Bernice Bobs Her Hair


by F. Scott Fitzgerald

Bernice Bobs Her Hair Part 2 Summary

  • After the dance, Marjorie and Bernice go home together. They don't have much to say to each other, and even though they're cousins, they're certainly not friends.
  • Marjorie, in fact, doesn't have any real female friends – she thinks other girls are stupid.
  • Sadly, Bernice had been hoping that they would be best friends. She is sorely disappointed in her cousin as a result.
  • As Bernice brushes her teeth and gets ready for bed, she wonders about the problem of her lack of popularity away from home. In her hometown, Eau Claire, she's a big success – however, it's never occurred to her that this might be due to the fact that her family is incredibly wealthy and important. Hmm…
  • Bernice doesn't understand why she's not popular at the dances here (the poor girl doesn't even realize that the only reason she has dance partners is that Marjorie arranges them!).
  • She does see that other girls who are less socially significant and pretty than she is sometimes have more luck with the guys, even back in Eau Claire; this, she attributes to their innate cheapness.
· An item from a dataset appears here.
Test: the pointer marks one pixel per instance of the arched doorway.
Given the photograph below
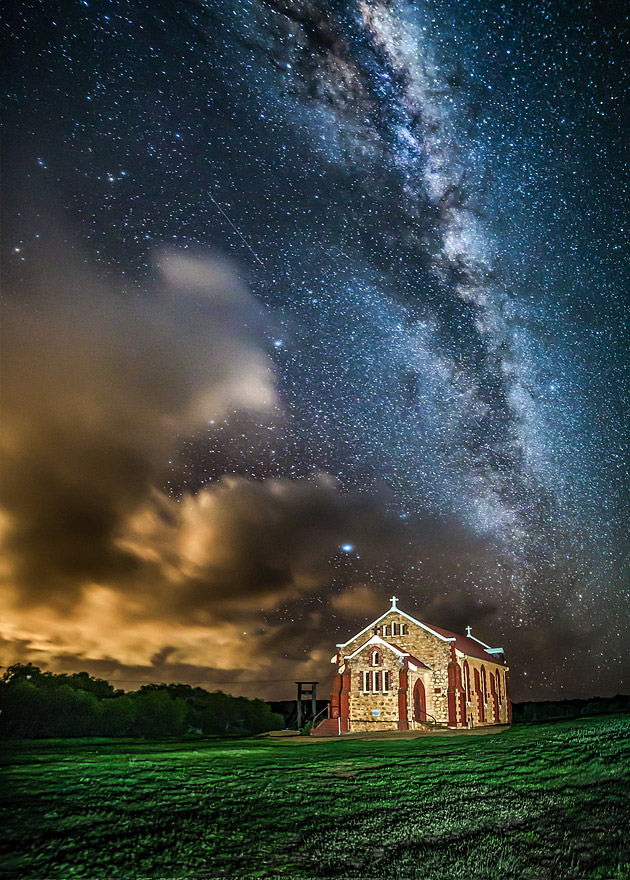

Huh – might it actually be her snobby attitude that's at the root of this problem?
  • On her way to bed, Bernice decides to stop and say hello to her Aunt Josephine, Marjorie's mom. Outside the door, though, she discovers that her cousin is already in there.
  • The topic of conversation is Bernice herself. Marjorie is in the midst of a long rant about how she simply can't make her cousin popular – she's too boring.
  • Mrs. Harvey, being of a different generation, doesn't understand what Marjorie is so upset about. To her, any girl who's well-bred and pretty should automatically be popular. Her daughter attempts to explain why it's so important in these modern times to attain popularity.
  • Marjorie half-jokingly says that Bernice's dullness must be a result of her Native American blood, claiming that Indian women weren't very exciting. Her mother laughs this off – we get the idea that Bernice's "crazy Indian blood" (34) is something of a family secret.
  • On this note, Marjorie and her mother say goodnight. When Marjorie emerges, Bernice is nowhere to be seen.